Annually, traumatic injuries affect roughly 3 million people in the US and account for over $650B in costs.
Many patients are resilient and recover well emotionally, but over 20% (~600,000 people per year) develop
mental health problems such as posttraumatic stress disorder and depression, both major risk factors for social
and occupational impairment; poor physical health and quality of life; and lost productivity, work, and financial
resources. Most trauma centers do not address the mental health recovery of patients after a traumatic injury.
This gap in the quality of patient care, combined with unique barriers to mental health services that traumatic
injury patients face, necessitates a cost-effective intervention that meets the needs of these patients at each
stage of the recovery process. We will test the Trauma Resilience and Recovery Program (TRRP), a scalable,
sustainable technology-enhanced intervention to support the mental health recovery of patients who have
experienced a traumatic injury. The model includes education, risk screening, and brief intervention at the
bedside (Step 1); symptom self-monitoring and continued education via a daily text messaging system (Step
2); mental health screening at 30 days via chatbot or telephone (Step 3); and, when appropriate, mental health
treatment referrals (Step 4). Our previous work has provided strong support for the acceptability and feasibility
of TRRP: (1) 98% of patients approached at Step 1 by TRRP staff at the bedside enroll in mental health follow-
up, (2) more than 2 in 3 patients enroll in the symptom self-monitoring system (Step 2), and (3) 75% of patients
who screen positive for PTSD or depression at the 30-day call (Step 3) accept treatment referrals (Step 4).

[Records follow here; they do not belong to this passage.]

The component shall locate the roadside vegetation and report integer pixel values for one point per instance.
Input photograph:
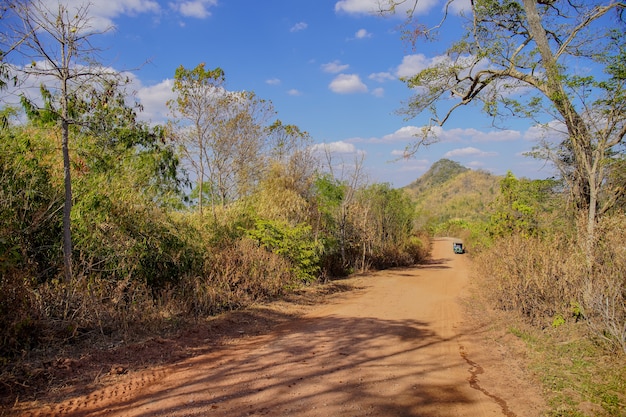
(113, 229)
(530, 265)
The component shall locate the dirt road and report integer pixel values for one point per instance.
(401, 345)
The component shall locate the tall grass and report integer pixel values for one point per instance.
(550, 280)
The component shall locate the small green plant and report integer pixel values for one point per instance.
(558, 321)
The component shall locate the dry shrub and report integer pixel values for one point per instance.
(57, 312)
(235, 276)
(549, 280)
(603, 295)
(538, 277)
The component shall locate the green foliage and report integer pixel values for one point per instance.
(520, 205)
(29, 204)
(295, 243)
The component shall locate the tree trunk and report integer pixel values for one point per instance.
(586, 185)
(67, 209)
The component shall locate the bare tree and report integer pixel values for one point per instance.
(198, 90)
(520, 58)
(55, 41)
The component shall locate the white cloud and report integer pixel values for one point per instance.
(403, 134)
(378, 92)
(362, 34)
(469, 151)
(347, 84)
(195, 8)
(460, 6)
(381, 77)
(154, 100)
(555, 130)
(412, 64)
(340, 147)
(359, 7)
(298, 27)
(334, 67)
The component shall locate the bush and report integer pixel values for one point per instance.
(550, 279)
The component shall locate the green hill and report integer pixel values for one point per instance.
(449, 191)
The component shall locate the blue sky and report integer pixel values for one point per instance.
(330, 67)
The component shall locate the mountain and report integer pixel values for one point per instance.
(450, 191)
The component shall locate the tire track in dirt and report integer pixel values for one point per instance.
(399, 346)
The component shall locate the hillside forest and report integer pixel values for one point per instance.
(111, 226)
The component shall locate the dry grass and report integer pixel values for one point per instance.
(572, 313)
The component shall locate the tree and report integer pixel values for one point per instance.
(197, 91)
(57, 43)
(520, 58)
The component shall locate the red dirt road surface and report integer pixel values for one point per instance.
(402, 344)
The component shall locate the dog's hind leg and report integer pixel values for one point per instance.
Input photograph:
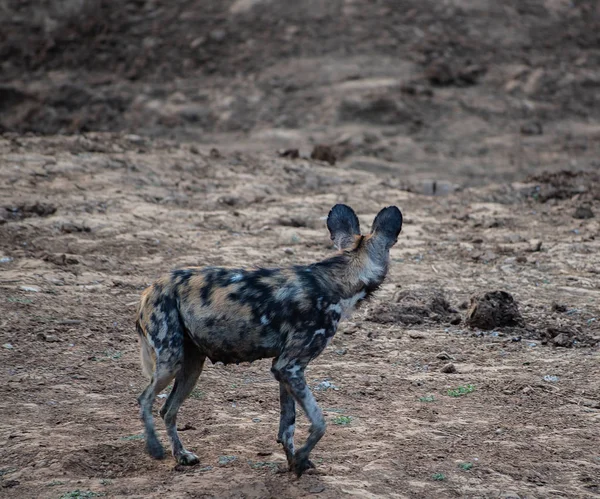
(164, 373)
(185, 381)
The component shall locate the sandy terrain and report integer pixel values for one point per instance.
(139, 136)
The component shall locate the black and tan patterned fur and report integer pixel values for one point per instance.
(240, 315)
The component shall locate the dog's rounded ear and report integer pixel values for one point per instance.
(343, 225)
(387, 225)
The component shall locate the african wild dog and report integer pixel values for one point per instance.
(240, 315)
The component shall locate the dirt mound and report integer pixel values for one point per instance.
(418, 306)
(106, 461)
(566, 184)
(494, 309)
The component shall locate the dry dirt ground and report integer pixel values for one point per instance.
(139, 136)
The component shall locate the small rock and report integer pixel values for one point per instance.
(594, 404)
(493, 310)
(217, 35)
(532, 128)
(290, 153)
(536, 246)
(449, 369)
(325, 385)
(49, 338)
(562, 340)
(559, 307)
(323, 152)
(583, 212)
(223, 460)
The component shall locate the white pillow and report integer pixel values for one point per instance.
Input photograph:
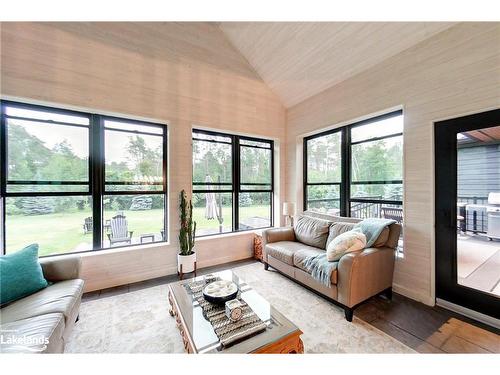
(345, 243)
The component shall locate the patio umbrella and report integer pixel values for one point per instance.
(211, 203)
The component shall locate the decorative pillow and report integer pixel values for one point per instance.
(345, 243)
(20, 274)
(337, 228)
(382, 238)
(311, 231)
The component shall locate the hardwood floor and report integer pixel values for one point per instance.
(423, 328)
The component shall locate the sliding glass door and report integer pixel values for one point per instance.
(468, 211)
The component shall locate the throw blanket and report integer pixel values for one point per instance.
(321, 269)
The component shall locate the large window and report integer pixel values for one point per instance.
(232, 183)
(74, 181)
(356, 170)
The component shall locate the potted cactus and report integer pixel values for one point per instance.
(186, 259)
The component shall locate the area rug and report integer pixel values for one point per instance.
(139, 322)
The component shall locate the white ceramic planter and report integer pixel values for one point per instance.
(187, 262)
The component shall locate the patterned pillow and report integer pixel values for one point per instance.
(345, 243)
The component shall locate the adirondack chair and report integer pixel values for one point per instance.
(119, 230)
(394, 213)
(88, 225)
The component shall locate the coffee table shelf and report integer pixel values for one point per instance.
(280, 336)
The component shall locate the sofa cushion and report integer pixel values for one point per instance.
(312, 231)
(340, 227)
(20, 274)
(284, 250)
(62, 297)
(44, 334)
(300, 256)
(344, 243)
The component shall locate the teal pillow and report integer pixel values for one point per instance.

TRRP staff has provided mental health follow-up to over 8,000 patients to date, only about 400 of whom would
have received mental health follow-up services under usual-care conditions based on the results of our needs
assessment. We are implementing TRRP in 12 trauma centers in the Carolinas, 4 of which already have fully
implemented it. This experience has informed the approach we propose to use in partnership with George
Washington University (GWU) hospital. We will conduct a randomized controlled trial with 1-year follow up of
TRRP vs. enhanced usual care with 350 patients at GWU, which serves a diverse population of ~2000
traumatic injury patients per year (15% penetrating mechanism). Engagement in mental health services and
clinical and functional outcomes will be assessed 3, 6, and 12 months post-baseline by trained interviewers
blind to study condition. Qualitative interviews will be conducted with 20 TRRP patients who have experienced
violent trauma as well as 15 African American and 15 Latinx patients who have experienced non-violent
trauma. These data will inform improvements to the TRRP model as well as the implementation process in
preparation for a future hybrid implementation-effectiveness trial with 8 trauma centers. This body of work is
critical to informing the field as it continues to move toward national standards and recommendations.